The plane makes its way through several stops to Aden in South Yemen, where the captain, Jürgen Schumann, is murdered by the hijackers. The plane continues on its way, eventually landing in Mogadishu, Somalia. As flight attendant Gabriele Dillmann and the surviving crew try their best to keep their passengers safe and calm, Colonel Ulrich Wegener leads the German federal police's newly formed counter-terrorism unit, GSG 9, in preparations to storm the Landshut.

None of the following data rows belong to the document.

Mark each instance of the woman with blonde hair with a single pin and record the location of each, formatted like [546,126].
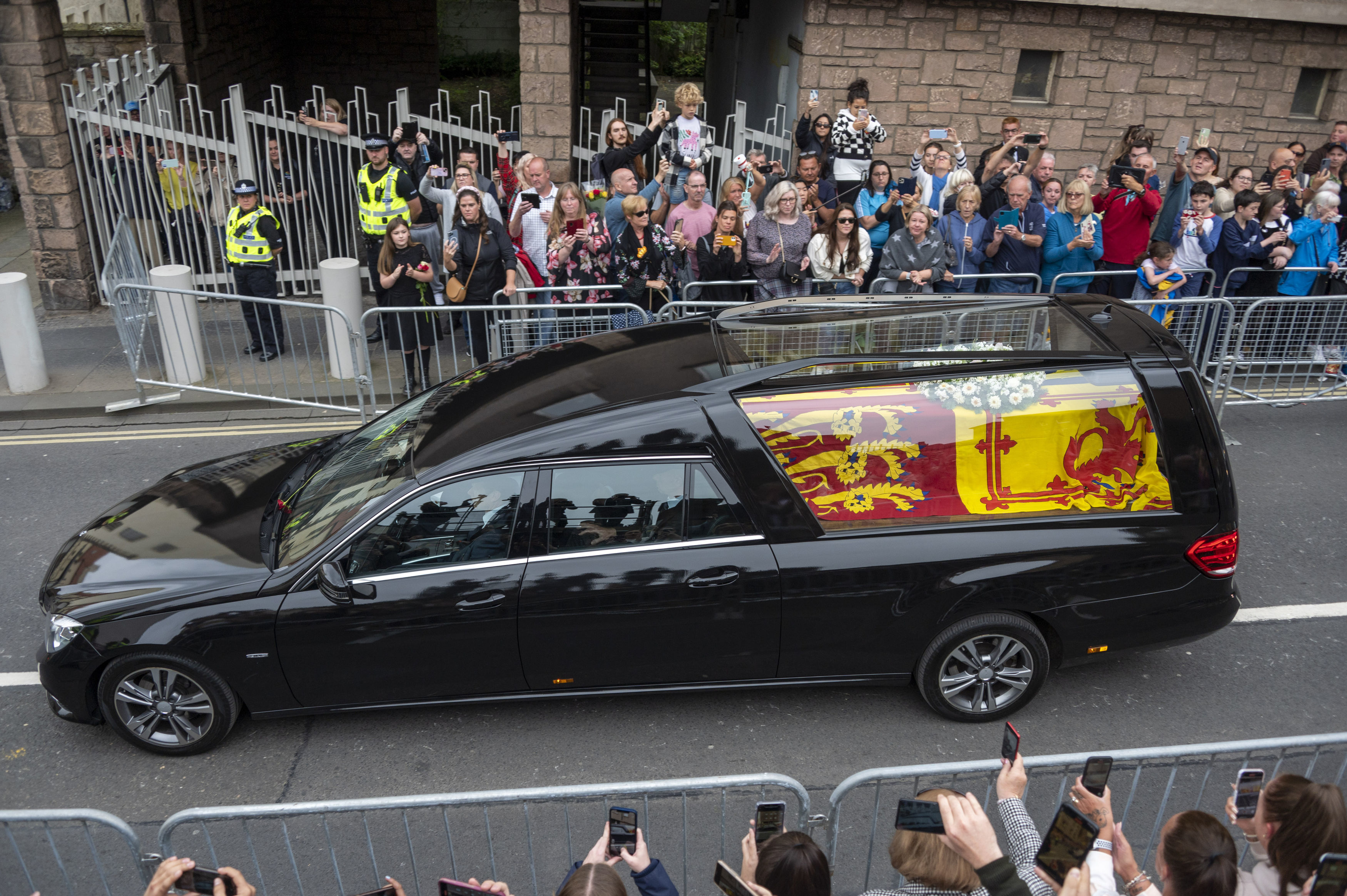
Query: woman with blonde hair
[404,270]
[577,248]
[778,246]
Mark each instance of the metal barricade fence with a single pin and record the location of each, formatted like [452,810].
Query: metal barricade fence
[201,340]
[531,839]
[73,851]
[1147,786]
[1288,349]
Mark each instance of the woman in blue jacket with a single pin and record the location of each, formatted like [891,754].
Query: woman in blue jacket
[1315,235]
[964,232]
[596,875]
[1074,240]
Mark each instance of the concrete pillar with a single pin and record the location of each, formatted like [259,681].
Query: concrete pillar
[33,65]
[340,285]
[21,349]
[180,325]
[546,81]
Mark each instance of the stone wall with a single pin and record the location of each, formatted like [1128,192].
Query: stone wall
[931,64]
[546,62]
[89,43]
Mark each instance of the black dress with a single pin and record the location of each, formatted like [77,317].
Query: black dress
[413,331]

In the night between 17 and 18 October, Schmidt gives Wegener the order to storm the plane and free the hostages. Somali ranger units create a fire as a distraction, allowing members of GSG 9 to approach the Landshut from behind. Operation "Feuerzauber" is successful, with all hostages rescued. Three hijackers are gunned down and killed, the fourth is seriously injured. One GSG 9 member and a flight attendant are injured. Schmidt is informed by phone that "the job is done."

== Cast ==
- Thomas Kretschmann as Jürgen Schumann, captain of Lufthansa Flight 181
- Nadja Uhl as Gabriele Dillmann, a flight attendant aboard Flight 181
- Saïd Taghmaoui as Zohair Youssif Akache, the leader of the hijackers
- Herbert Knaup as Lieutenant Colonel Ulrich Wegener, Commander of the GSG 9; Operations Manager of Operation "Feuerzauber"
- Jürgen Tarrach as Hans-Jürgen Wischnewski, state minister in the German Chancellery
- Christian Berkel as Helmut Schmidt, Chancellor of Germany
- Simon Verhoeven as Jürgen Vietor, co-pilot
- Tobias Licht as Baum
- Cornelia Schmaus as Lyvia Vamos
- Valerie Niehaus as Birgitt Röhll
- Youssef Hamid as Wadie Haddad, head of the Popular Front for the Liberation of Palestine
- Gernot Kunert as Hanns Martin Schleyer, German business leader and hostage of the Red Army Faction
- Franz Dinda as Peter-Jürgen Boock, a member of the RAF
- Bettina Hoppe as Brigitte Mohnhaupt, a member of the RAF
- Sofi Mohamed as Siad Barre, president of Somalia

== Production ==
Filming took place between October and December 2007, at locations in Munich, Berlin, Ulm, Bonn, and Casablanca. The working title was Mogadischu Welcome.